A file containing adapter sequences in the FASTA format. If specified, it will be used to trim out all adapters when the input reads are first loaded. Two files containing adapter sequences are provided in the contrib directory: adapters_no_transposase.fa and all_adapters.fa.gz. The latter must be gunzipped before it can be used.包含 FASTA 格式的接头序列的文件。如果指定,它将用于在首次加载输入读数时修剪所有适配器。 contrib 目录中提供了两个包含接头序列的文件:adapters_no_transposase.fa 和all_adapters.fa.gz。后者必须先gunzipped后才能使用。

-i, --insert INT:INT

The insert size for paired reads. The first integer is the average insert size for the paired reads and the second integer is the standard deviation of the insert sizes. MHM2 will automatically attempt to compute these values so this parameter is usually not necessary. However, there are certain cases where it may be useful, for example, if MHM2 prints a warning about being unable to compute the insert size because of the nature of the reads, or if only doing scaffolding. MHM2 will also compare its computed value to any option set on the command line and print a warning if the two differ significantly; this is useful for confirming assumptions about the insert sise distribution.配对读取的插入大小。第一个整数是配对读取的平均插入大小,第二个整数是插入大小的标准偏差。 MHM2 将自动尝试计算这些值,因此通常不需要此参数。然而,在某些情况下它可能有用,例如,如果 MHM2 打印一条警告,提示由于读取的性质而无法计算插入大小,或者仅进行脚手架。 MHM2 还将其计算值与命令行上设置的任何选项进行比较,如果两者差异显着,则打印警告;这对于确认有关插入尺寸分布的假设很有用。
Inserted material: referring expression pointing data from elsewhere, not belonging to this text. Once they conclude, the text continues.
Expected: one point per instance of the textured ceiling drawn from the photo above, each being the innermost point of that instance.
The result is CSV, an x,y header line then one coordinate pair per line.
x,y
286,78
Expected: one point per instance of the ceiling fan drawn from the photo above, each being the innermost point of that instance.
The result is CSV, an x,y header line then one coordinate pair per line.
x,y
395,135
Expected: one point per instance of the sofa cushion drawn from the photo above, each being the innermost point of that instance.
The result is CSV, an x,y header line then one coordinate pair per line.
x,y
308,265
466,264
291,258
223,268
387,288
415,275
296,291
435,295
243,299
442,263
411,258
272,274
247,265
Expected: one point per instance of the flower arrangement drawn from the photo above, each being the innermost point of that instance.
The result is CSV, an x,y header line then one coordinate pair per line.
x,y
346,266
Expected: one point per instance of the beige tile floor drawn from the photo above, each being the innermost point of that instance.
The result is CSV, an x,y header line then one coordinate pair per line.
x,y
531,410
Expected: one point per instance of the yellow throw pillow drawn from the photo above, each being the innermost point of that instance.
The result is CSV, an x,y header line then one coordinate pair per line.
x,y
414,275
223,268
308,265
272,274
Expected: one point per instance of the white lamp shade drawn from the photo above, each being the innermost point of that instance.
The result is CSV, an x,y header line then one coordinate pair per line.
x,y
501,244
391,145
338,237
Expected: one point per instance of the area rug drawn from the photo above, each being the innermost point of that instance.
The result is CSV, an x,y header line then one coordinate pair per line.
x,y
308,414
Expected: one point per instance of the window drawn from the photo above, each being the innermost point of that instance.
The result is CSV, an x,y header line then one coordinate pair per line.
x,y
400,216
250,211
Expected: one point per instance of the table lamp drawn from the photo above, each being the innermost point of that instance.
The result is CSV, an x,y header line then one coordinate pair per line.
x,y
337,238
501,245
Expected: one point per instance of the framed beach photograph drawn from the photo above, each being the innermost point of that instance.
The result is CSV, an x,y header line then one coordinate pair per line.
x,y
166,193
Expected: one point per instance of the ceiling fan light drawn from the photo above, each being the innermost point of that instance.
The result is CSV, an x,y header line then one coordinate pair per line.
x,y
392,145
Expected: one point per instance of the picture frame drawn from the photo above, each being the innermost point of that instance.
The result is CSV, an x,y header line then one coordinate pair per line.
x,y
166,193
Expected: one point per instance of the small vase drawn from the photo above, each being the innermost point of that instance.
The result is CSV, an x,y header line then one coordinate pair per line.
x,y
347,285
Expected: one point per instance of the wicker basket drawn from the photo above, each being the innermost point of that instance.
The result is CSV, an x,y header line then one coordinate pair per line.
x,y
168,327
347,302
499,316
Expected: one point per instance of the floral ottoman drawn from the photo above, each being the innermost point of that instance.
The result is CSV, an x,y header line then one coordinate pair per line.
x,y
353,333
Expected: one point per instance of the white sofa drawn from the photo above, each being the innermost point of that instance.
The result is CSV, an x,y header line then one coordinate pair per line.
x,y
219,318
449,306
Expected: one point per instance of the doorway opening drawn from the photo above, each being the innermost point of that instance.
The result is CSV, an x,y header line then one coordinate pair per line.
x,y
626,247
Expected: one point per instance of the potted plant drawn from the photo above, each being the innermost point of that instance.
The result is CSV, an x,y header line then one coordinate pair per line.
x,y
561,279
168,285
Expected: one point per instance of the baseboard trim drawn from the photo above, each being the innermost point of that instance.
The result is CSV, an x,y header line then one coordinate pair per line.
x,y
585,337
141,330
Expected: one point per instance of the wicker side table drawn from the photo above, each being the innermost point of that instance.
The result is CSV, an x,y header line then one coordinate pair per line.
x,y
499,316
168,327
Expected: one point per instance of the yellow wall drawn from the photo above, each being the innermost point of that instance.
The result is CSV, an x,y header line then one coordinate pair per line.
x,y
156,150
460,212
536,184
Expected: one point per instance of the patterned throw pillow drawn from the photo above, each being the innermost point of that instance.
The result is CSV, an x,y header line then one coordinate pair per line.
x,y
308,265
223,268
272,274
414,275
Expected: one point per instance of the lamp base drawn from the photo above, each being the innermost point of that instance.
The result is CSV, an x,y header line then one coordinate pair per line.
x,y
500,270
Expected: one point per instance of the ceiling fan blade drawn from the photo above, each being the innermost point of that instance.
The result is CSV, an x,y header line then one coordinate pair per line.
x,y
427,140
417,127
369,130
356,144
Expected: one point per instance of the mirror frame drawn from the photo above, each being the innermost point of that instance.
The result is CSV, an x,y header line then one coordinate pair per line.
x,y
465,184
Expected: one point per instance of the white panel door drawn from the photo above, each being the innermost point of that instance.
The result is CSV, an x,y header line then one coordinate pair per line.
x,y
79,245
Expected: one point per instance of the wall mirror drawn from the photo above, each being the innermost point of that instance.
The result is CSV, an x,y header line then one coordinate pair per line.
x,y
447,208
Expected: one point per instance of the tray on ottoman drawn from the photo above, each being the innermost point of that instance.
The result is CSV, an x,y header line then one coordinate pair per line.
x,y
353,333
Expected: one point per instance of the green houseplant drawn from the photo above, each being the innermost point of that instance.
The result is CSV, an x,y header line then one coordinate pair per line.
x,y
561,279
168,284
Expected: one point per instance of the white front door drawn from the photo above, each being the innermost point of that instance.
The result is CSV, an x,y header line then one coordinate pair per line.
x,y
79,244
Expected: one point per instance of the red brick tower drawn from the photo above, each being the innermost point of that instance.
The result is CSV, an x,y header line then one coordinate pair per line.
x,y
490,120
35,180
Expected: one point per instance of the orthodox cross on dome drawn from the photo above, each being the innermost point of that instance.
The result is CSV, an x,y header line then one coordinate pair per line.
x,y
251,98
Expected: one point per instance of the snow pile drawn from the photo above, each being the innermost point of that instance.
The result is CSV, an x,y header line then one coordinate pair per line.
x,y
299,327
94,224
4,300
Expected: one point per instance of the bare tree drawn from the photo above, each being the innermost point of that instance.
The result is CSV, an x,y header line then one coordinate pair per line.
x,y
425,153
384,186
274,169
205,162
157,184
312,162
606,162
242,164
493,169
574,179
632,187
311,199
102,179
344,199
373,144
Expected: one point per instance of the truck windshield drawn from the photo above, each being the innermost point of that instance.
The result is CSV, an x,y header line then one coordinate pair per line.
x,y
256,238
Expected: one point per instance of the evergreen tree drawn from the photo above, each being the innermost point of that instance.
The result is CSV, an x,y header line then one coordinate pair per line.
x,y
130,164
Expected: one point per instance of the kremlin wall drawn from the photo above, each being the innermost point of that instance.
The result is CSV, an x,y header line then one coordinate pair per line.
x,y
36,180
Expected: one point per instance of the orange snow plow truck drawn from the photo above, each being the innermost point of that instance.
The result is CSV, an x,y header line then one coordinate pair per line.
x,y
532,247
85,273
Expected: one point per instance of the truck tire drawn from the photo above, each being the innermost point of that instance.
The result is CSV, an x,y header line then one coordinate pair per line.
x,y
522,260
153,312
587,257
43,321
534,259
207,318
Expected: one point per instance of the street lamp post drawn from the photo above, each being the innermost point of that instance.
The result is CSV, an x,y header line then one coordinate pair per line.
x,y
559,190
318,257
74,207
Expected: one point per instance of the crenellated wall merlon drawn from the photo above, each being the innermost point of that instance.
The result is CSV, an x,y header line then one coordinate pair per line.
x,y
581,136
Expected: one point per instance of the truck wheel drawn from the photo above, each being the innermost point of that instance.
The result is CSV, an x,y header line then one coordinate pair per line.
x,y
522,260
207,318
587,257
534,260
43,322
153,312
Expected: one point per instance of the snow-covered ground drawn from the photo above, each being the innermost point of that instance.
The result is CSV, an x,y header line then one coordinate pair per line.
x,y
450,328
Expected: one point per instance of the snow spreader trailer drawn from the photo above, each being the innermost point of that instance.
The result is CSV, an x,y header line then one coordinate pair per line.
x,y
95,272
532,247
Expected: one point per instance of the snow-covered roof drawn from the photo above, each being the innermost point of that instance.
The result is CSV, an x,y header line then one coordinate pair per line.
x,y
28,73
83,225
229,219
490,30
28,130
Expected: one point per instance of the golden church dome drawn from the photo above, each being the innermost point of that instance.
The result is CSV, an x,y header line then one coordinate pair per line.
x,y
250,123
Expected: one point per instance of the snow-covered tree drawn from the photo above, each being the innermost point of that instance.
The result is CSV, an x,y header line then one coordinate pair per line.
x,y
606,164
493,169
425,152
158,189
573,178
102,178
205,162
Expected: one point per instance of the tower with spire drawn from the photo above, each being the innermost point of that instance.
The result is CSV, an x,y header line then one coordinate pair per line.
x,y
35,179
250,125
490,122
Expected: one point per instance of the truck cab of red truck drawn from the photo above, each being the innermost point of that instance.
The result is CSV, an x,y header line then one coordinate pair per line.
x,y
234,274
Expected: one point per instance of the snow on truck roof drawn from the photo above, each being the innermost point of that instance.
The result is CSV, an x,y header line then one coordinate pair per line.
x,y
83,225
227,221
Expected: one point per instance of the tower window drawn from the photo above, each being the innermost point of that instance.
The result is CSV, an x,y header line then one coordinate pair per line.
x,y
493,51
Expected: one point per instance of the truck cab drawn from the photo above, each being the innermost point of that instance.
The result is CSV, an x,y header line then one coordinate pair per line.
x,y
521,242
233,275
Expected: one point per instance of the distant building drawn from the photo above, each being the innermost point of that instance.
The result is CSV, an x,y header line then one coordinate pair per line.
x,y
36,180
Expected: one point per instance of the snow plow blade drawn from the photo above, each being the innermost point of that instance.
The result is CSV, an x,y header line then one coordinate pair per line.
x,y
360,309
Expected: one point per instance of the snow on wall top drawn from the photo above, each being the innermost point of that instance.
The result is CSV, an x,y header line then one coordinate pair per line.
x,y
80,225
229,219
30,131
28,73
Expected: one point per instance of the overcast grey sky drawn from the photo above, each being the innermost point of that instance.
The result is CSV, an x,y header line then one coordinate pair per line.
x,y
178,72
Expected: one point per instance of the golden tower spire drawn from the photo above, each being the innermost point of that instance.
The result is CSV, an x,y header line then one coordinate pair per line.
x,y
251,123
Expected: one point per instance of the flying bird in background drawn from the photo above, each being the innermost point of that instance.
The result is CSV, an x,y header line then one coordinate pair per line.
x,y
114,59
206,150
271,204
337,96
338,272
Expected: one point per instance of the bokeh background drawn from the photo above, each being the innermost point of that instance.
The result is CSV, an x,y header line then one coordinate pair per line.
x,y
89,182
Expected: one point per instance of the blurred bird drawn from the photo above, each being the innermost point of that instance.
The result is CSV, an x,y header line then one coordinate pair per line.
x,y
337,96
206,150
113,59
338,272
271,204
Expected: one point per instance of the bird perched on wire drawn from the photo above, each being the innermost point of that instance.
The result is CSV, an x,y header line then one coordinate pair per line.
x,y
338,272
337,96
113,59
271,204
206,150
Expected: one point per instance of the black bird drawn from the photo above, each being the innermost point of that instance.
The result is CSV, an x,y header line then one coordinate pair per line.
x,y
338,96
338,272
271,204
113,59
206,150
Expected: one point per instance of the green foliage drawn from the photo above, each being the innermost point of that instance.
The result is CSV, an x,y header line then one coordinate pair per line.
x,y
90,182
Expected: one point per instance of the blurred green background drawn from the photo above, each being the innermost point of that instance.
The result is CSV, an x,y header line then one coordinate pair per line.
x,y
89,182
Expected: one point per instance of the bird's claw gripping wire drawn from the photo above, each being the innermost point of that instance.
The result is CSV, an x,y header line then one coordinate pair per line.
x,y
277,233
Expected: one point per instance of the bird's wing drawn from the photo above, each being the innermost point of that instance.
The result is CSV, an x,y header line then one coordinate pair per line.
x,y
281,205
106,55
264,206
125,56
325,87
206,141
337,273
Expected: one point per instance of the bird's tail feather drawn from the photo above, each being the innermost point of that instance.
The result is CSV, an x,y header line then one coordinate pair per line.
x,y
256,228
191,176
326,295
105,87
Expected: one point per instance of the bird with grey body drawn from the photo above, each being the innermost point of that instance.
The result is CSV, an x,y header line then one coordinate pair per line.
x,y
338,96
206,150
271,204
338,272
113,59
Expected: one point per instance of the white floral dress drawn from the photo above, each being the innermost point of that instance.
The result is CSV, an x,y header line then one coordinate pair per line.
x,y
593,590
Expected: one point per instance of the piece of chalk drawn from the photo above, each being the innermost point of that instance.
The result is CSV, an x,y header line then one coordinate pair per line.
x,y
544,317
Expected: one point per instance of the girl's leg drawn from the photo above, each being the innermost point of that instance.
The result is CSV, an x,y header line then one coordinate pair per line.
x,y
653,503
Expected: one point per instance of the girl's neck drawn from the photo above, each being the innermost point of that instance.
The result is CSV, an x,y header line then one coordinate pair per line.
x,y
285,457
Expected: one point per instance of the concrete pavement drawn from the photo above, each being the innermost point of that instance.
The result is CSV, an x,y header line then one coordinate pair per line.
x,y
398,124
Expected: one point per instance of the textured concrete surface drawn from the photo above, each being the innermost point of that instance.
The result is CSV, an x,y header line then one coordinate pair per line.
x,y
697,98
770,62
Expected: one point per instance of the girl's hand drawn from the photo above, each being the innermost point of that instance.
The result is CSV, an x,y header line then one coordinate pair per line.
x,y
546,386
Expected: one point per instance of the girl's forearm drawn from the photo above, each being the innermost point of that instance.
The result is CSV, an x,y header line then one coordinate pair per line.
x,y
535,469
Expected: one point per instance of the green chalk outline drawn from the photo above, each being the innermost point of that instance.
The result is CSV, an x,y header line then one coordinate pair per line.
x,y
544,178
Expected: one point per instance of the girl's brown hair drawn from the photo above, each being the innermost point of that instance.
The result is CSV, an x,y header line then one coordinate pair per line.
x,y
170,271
-k, --kmer-lens INT,INT,...

The k-mer lengths used for the contigging rounds. MHM2 performs one or more contigging rounds, each of which performs k-mer counting, followed by a deBruijn graph traversal, then alignment and local assembly to extend the contigs. Typically, multiple rounds are used with increasing values of k; the shorter values are useful for low abundance genomes, whereas the longer k values are useful for resolving repeats. This option defaults to -k 21,33,55,77,99, which is fine for reads of length 150. For shorter or longer reads, it may be a good idea to adjust these values, for example, for reads of length 101, a better set is usually -k 21,33,47,63. Also, each round of contigging takes time, so the overall assembly time an be reduced by reducing the number of rounds, although this will likely reduce the quality of the final assembly.用于重叠轮次的 k 聚体长度。 MHM2 执行一轮或多轮重叠群,每一轮执行 k 聚体计数,然后进行 deBruijn 图遍历,然后进行比对和局部组装以扩展重叠群。通常,随着 k 值的增加,使用多轮;较短的值对于低丰度基因组有用,而较长的 k 值对于解决重复很有用。此选项默认为 -k 21,33,55,77,99,这对于长度为 150 的读取来说很好。对于较短或较长的读取,调整这些值可能是一个好主意,例如,对于长度为 101 的读取,更好的设置通常是-k 21,33,47,63。此外,每轮重叠都需要时间,因此可以通过减少轮数来减少总装配时间,尽管这可能会降低最终装配的质量。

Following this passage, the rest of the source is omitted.